Lessons Learned About Cases

Can You File a Case on Behalf of a Person Who Died in an Auto Accident?

Sometimes, an auto accident will cause such serious injuries that the victim or victims die immediately or soon after the accident. In these cases, there can still be a court case to recover damages. While similar to regular personal injury cases, wrongful death cases, as they are called, have a few distinct differences.

Both types of cases involve seeking financial compensation for the accident. This category of damages includes medical bills and property damage. When the injured party has died, the lawsuit can also include the money lost in wages that the deceased would have earned if they had survived. This type of damages is usually restricted to those who did work and who were responsible for the family’s financial support. Future lost wages are based on current income numbers, which means that the amount that can be collected in this type of damages must be based on what the deceased person was making at the time of their death.

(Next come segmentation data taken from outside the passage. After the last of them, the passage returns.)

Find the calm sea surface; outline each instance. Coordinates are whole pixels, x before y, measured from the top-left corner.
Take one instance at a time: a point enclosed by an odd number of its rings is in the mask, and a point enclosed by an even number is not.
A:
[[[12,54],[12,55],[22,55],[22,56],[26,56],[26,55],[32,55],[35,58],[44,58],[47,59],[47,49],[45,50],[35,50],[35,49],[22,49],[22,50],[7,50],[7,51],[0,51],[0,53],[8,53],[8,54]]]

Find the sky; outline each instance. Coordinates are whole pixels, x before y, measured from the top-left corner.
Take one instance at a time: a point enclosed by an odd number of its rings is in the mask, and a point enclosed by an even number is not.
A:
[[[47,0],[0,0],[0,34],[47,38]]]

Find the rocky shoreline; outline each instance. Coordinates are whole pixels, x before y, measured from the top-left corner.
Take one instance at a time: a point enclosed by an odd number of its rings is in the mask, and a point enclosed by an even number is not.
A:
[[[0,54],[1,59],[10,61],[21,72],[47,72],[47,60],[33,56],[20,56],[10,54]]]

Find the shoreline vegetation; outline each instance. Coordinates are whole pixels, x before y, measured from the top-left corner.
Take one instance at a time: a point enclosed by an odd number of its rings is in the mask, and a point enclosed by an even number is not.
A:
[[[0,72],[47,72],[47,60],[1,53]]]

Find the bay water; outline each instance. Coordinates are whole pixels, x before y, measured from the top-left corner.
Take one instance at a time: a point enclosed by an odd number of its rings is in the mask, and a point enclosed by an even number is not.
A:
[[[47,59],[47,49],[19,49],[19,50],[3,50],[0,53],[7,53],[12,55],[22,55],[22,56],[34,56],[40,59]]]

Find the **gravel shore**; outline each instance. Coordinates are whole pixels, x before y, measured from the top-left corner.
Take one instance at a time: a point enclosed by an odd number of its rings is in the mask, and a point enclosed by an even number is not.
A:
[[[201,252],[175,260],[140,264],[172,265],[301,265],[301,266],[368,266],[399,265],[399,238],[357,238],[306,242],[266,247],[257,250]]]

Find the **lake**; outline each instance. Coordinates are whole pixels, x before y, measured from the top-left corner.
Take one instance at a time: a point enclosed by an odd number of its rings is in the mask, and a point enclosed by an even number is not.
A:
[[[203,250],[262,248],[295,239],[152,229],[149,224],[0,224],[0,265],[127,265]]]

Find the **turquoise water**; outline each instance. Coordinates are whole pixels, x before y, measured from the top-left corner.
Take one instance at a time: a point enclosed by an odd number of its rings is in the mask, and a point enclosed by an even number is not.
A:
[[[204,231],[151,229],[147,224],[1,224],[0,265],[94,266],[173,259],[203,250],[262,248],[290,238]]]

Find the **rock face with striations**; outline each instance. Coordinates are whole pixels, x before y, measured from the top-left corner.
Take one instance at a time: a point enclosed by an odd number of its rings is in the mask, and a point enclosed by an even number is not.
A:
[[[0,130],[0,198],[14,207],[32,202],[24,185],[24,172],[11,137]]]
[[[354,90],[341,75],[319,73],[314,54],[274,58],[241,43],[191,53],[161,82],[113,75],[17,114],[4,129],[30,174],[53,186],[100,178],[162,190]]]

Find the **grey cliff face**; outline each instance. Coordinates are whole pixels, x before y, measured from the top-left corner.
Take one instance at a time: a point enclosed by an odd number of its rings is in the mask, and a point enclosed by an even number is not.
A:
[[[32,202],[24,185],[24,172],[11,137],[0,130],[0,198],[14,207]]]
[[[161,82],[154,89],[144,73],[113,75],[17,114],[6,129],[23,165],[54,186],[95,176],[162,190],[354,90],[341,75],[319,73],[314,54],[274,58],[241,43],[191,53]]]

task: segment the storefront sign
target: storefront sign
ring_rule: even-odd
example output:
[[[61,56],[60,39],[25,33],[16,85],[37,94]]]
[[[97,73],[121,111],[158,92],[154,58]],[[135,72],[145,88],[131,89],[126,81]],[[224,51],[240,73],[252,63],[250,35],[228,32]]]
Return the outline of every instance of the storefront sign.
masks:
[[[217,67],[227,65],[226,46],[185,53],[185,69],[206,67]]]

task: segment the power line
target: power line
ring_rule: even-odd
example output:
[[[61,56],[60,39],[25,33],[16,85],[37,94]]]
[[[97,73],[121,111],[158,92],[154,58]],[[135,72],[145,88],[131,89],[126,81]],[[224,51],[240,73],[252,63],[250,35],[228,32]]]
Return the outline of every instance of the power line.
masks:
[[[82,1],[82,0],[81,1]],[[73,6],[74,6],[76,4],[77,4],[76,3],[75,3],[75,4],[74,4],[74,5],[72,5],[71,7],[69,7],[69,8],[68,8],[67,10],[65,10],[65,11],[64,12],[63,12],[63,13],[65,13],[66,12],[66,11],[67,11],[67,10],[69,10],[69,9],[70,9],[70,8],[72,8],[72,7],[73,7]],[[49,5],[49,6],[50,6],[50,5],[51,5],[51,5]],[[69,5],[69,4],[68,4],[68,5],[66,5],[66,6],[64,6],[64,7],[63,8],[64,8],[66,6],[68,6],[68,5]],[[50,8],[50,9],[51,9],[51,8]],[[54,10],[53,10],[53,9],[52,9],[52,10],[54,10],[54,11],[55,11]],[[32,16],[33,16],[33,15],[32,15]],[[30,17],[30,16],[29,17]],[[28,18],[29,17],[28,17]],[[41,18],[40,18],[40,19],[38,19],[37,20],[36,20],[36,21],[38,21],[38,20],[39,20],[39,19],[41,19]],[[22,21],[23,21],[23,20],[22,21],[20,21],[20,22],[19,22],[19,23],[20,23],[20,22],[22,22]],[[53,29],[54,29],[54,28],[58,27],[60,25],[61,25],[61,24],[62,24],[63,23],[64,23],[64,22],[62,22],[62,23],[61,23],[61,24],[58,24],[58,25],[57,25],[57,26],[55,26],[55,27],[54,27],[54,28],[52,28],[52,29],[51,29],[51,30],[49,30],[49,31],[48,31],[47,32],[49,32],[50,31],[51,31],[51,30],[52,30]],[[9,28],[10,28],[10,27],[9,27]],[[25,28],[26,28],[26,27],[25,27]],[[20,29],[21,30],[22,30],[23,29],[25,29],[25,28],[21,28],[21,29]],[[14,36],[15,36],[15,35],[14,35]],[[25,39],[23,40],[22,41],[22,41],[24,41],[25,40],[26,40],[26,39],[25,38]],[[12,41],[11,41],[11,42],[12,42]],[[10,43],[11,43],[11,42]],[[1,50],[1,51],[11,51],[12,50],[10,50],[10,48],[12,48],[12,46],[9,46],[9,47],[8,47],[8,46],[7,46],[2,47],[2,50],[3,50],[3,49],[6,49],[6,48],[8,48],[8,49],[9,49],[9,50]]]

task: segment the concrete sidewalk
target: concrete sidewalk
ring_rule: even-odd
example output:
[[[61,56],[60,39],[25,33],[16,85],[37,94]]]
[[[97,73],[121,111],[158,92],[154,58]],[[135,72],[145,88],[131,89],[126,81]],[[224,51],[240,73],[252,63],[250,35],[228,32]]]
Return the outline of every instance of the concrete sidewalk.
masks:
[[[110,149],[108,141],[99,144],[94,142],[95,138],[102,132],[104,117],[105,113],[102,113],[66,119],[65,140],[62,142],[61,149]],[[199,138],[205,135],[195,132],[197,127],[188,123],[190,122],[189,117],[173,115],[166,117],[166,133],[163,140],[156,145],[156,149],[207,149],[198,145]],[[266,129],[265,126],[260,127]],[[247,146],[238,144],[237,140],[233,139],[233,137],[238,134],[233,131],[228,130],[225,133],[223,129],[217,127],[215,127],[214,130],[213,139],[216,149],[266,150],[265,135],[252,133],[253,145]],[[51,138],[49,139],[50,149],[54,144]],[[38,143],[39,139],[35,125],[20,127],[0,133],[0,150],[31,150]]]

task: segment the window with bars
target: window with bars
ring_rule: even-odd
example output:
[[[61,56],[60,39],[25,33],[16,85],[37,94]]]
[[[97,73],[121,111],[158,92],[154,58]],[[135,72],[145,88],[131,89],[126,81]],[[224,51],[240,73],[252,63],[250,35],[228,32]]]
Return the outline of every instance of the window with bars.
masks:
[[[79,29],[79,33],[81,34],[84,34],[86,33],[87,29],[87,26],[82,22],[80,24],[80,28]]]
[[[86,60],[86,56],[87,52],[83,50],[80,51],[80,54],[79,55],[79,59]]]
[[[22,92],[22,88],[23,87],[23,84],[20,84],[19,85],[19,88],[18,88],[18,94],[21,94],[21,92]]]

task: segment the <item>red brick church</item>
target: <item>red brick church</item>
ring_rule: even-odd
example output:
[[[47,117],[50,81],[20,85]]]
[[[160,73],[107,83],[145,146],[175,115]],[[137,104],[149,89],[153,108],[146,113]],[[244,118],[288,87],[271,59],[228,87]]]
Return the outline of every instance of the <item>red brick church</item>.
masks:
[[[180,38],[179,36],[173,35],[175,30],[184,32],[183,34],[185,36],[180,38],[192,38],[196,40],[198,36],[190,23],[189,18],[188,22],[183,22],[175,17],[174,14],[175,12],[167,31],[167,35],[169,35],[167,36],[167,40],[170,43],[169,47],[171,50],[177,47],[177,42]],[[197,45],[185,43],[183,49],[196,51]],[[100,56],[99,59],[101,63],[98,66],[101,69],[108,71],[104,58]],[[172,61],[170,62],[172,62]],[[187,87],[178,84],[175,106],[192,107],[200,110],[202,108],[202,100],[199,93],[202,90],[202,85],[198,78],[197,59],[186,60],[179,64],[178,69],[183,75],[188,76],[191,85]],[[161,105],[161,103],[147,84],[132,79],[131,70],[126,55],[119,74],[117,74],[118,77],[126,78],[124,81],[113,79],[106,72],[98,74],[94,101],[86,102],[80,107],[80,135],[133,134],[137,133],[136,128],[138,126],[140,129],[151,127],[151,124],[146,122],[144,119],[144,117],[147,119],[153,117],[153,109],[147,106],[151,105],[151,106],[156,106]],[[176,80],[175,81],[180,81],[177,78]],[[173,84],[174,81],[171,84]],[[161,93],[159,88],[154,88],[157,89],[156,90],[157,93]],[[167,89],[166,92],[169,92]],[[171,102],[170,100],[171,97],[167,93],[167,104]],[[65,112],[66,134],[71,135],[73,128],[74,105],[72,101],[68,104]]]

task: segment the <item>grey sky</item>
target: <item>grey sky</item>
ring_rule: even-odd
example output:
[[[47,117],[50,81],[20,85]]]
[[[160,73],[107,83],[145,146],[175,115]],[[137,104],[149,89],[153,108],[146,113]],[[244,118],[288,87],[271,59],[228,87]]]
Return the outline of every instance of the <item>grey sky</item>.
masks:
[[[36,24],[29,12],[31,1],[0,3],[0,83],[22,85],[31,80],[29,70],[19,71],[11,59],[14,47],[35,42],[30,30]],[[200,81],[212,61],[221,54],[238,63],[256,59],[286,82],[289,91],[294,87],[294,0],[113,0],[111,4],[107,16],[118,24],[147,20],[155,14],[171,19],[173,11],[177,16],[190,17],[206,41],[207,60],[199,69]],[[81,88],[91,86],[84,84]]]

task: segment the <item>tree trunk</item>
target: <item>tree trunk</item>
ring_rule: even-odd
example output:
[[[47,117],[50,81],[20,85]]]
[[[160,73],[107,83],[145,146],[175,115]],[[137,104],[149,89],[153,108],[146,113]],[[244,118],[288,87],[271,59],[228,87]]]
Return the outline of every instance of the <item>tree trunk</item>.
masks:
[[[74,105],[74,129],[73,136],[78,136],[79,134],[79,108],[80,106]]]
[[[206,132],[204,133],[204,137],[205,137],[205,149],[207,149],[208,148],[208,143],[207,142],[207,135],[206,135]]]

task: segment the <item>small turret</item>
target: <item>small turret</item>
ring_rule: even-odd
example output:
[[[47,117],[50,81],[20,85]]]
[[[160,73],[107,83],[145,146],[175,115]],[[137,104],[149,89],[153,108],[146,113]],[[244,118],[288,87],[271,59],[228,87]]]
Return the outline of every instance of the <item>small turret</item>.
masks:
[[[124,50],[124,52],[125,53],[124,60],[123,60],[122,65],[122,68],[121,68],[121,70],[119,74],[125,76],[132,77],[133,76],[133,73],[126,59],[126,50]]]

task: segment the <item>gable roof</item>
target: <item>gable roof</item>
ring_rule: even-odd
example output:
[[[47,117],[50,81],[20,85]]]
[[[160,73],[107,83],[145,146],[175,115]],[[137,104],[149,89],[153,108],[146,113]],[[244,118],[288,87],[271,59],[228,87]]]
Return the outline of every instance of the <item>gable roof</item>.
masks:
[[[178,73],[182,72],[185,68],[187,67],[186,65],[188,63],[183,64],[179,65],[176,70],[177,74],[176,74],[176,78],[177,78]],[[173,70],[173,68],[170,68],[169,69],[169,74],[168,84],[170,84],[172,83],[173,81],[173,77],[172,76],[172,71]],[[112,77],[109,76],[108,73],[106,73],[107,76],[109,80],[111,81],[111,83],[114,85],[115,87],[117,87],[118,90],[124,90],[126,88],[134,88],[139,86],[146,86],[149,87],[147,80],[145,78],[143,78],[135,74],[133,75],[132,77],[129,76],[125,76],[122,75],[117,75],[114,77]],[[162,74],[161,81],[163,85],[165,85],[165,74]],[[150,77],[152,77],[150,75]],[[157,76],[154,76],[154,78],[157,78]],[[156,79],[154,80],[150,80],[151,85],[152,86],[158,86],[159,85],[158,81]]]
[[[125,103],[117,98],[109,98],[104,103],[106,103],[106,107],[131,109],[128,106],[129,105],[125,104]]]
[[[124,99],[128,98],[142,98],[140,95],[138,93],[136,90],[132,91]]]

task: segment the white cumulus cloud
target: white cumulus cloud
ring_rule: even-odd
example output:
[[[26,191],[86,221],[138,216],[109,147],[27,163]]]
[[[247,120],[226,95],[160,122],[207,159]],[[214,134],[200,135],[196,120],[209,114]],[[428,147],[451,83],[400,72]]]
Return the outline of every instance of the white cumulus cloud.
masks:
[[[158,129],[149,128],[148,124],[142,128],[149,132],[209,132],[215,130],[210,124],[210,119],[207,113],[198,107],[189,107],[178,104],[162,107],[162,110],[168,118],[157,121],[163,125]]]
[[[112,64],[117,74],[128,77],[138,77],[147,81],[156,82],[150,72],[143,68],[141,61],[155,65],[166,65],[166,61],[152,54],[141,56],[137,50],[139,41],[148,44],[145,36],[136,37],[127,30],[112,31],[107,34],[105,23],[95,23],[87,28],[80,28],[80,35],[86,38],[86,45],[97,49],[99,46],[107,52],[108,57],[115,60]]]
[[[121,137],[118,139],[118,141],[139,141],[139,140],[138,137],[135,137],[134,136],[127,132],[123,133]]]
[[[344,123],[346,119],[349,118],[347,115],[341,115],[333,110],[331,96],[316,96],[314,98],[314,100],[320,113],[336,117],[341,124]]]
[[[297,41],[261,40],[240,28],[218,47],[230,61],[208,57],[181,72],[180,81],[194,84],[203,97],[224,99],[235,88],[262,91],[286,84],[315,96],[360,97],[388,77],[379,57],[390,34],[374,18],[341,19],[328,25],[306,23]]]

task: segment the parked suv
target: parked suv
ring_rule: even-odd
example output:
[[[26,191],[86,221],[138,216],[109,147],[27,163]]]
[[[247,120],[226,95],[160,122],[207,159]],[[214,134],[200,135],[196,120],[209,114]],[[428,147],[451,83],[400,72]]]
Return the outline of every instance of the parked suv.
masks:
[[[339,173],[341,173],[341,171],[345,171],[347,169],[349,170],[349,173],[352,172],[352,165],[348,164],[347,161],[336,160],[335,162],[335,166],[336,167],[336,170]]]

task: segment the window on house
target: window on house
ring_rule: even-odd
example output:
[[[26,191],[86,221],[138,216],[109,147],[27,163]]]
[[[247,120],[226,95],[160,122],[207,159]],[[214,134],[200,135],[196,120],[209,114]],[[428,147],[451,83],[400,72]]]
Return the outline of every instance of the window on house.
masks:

If the injured party is no longer living, the types of non-economic damages that can be sued for are also different. When a surviving victim sues for non-economic damages, they might sue for pain and suffering or emotional distress. If the injured party is no longer living, however, their survivors can ask for compensation for their emotional distress at having lost a loved one, which is usually called loss of companionship.

Of course, the biggest difference between a wrongful death case and a standard personal injury case is the identity of the plaintiff. Normally, only the injured party can sue for damages in a personal injury case. In a case where the injured person is no longer alive, however, their surviving heirs can sue on their behalf. Who is considered an heir depends on who the decedent was and what sort of relationships they had. In the case of a married adult with children, the surviving heirs are the spouse and the children. The parents of a person who died without children or a spouse are considered legal heirs. The heirs can not sue individually, but must file a single claim for the whole group and split the awards, if any.

Because there can be only one case, and the awards must be divided, it can be beneficial to hire an attorney to handle the court case. If you hire an attorney right away, you and the other surviving heirs can be sure that everyone is treated the same. An attorney can help you figure out who is legally entitled to be part of the class of surviving heirs.